Two paths have been proposed to increase the amount of carbon accumulating in the soil. The first is to increase the amount of biomass that is being produced and left on the landscape. Activities such as adding cover crops and using crops that produce more biomass can add biomass to the soil surface that will eventually become soil organic matter. The other strategy is to reduce the amount of carbon loss due to decomposition and conversion to carbon dioxide. Tillage increases the rate of decomposition and thus. using no-till or reduced tillage can promote the build-up of organic matter in the soil. Converting from annual crop production to perennial crops will also reduce the soil carbon lost because perennial crops require less tillage than annuals.

The basic concept for how a carbon credit system would work is that a farmer would identify opportunities to reduce greenhouse gas emissions in their operation.

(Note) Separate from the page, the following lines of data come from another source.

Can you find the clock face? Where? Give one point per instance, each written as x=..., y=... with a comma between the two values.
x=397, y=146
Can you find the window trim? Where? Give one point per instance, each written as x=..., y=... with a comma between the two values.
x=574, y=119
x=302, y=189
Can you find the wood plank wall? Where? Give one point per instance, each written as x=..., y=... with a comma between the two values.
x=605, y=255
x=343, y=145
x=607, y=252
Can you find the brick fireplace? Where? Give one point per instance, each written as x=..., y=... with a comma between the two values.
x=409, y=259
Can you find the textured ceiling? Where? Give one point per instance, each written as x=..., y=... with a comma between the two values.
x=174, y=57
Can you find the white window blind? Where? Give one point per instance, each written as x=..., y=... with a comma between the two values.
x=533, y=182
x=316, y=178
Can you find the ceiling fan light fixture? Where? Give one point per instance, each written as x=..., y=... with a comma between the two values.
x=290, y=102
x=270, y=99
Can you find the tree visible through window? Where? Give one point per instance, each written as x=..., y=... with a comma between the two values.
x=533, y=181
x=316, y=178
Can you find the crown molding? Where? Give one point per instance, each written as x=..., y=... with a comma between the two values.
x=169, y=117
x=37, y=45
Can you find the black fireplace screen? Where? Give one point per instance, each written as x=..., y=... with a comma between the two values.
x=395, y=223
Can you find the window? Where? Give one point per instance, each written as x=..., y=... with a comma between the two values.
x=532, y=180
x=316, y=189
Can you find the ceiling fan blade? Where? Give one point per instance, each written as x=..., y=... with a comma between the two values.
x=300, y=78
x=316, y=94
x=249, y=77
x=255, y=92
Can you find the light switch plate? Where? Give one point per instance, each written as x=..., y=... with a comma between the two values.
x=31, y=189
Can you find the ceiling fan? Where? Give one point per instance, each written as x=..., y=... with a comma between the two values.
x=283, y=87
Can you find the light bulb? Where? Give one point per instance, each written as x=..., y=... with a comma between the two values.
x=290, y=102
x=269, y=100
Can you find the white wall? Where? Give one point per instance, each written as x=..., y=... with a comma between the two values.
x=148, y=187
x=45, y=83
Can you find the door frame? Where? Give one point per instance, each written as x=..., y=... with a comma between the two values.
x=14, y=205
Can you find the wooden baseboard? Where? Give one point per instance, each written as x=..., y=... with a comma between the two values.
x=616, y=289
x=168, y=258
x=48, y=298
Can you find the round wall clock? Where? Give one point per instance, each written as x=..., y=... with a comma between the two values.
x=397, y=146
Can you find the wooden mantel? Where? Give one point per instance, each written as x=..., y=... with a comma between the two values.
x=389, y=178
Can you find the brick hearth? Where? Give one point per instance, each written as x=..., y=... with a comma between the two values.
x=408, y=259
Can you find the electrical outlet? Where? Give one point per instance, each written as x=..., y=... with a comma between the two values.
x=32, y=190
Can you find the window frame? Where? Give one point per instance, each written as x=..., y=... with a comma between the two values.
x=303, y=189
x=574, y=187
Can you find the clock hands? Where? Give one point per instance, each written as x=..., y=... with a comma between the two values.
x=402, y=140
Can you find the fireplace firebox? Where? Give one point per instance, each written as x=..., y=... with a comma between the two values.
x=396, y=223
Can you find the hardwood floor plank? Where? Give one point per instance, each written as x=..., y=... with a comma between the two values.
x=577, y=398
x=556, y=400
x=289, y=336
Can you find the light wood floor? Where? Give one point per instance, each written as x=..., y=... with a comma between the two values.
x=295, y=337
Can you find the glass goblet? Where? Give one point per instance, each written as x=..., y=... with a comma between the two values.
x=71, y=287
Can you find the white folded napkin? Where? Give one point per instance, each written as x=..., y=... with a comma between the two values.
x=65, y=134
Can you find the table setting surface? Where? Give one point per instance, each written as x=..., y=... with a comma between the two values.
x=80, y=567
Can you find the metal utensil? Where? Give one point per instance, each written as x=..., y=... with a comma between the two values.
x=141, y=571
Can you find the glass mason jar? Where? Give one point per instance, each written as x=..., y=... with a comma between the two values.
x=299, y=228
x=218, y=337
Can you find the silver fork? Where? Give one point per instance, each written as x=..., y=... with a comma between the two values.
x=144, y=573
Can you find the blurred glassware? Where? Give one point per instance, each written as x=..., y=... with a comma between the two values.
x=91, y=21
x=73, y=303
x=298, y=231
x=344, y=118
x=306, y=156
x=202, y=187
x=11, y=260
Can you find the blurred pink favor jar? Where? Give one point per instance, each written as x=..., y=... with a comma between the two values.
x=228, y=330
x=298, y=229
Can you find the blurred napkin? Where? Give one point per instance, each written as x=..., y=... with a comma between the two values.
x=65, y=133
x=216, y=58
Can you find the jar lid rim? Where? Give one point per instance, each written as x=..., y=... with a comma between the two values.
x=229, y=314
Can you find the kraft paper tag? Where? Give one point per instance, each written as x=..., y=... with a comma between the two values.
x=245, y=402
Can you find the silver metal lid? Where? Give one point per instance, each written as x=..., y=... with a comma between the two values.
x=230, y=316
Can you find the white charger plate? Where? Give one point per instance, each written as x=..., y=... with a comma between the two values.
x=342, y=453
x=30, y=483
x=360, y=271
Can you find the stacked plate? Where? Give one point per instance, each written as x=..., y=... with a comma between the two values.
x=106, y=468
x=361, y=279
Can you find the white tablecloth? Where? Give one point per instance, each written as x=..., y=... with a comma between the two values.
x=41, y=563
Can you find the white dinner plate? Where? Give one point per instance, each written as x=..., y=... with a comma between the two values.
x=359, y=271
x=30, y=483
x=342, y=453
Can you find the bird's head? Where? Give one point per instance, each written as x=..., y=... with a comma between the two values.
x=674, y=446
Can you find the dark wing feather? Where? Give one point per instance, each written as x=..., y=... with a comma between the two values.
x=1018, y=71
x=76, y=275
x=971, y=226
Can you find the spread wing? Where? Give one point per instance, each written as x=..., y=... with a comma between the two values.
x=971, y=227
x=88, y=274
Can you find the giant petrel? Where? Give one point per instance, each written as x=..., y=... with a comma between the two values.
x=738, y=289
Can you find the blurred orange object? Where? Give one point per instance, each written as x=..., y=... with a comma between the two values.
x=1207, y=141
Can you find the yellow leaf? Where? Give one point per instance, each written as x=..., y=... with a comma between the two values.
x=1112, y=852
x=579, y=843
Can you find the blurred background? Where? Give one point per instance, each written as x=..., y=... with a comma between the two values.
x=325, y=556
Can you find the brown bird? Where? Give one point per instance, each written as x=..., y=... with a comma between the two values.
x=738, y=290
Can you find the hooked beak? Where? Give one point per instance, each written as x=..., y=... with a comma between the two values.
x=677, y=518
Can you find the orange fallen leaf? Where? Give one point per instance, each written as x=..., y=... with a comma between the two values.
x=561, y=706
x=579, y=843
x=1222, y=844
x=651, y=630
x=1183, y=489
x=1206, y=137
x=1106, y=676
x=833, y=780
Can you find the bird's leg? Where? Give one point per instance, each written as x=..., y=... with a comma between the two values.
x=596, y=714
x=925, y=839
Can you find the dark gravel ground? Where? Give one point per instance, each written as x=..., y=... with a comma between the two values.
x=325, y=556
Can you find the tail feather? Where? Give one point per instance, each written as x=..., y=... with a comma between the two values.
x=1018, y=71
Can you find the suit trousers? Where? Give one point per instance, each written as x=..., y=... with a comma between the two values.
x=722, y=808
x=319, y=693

They would then work with an entity that buys and sells carbon credits to determine the terms and payments for a contracted carbon reduction. The contract would state the methods being used, the acreages or livestock number involved, and the amount of time that these measures would be followed. A certification entity would verify the potential reductions before the contract is executed. Then the carbon marketer would pay the farmer an initial amount for the reductions in greenhouse gas. The certifier would periodically verify that the farmer is meeting the contract terms in order to continue receiving payments. The marketer would sell the certified carbon credits to other businesses.

An agricultural carbon credit system would provide obvious financial opportunities to farmers who are interested changing their farm management practices. But it would also promote cropping systems that have been shown to develop healthier, more resilient soils.

One challenge in developing the credit market is to properly assign value to carbon credits. In the United States, there is no universal dollar value for carbon credits. Early efforts at monetizing agricultural carbon credits in the 2000’s failed after the market could not find buyers for the credits and they became worthless.

Another issue is accurately calculating greenhouse gas emission reductions by different farm management techniques. While scientists and others have a relatively good understanding of how and why changes in farm management alter greenhouse gas emissions, making easily applied formulas that accurately estimate a particular farm’s reductions is more difficult. Greenhouse gas reductions are sensitive to temperature, moisture, soil properties and other factors. Therefore, we are currently only capable of making general predictions about greenhouse gas reductions.

A further challenge is that best soil management practices must be maintained to retain stored carbon. Soil carbon built up over years of good management can be lost from the soil in only a couple of years of poor management. For example, a farmer receives money for 5 years’ worth of carbon credits for using no-till methods and cover crops for 5 years. They sell the farm and the new farmer uses heavy tillage and no cover crops. By year 7, the majority of carbon that was stored for those 5 years has been lost to the atmosphere. Should someone have to pay back those credits?

While these challenges will likely be overcome, it is important to remember that we are still in the early stages of developing of a carbon market. In fact, some have referred to the agricultural soil carbon markets as the new ‘black’ gold rush or said they are at the ‘wild west’ stage of development as businesses try to capitalize on them. However, the strong interest in greenhouse gas mitigation is likely to push the agricultural carbon markets to develop into a much more organized system within the next 5 to 10 years.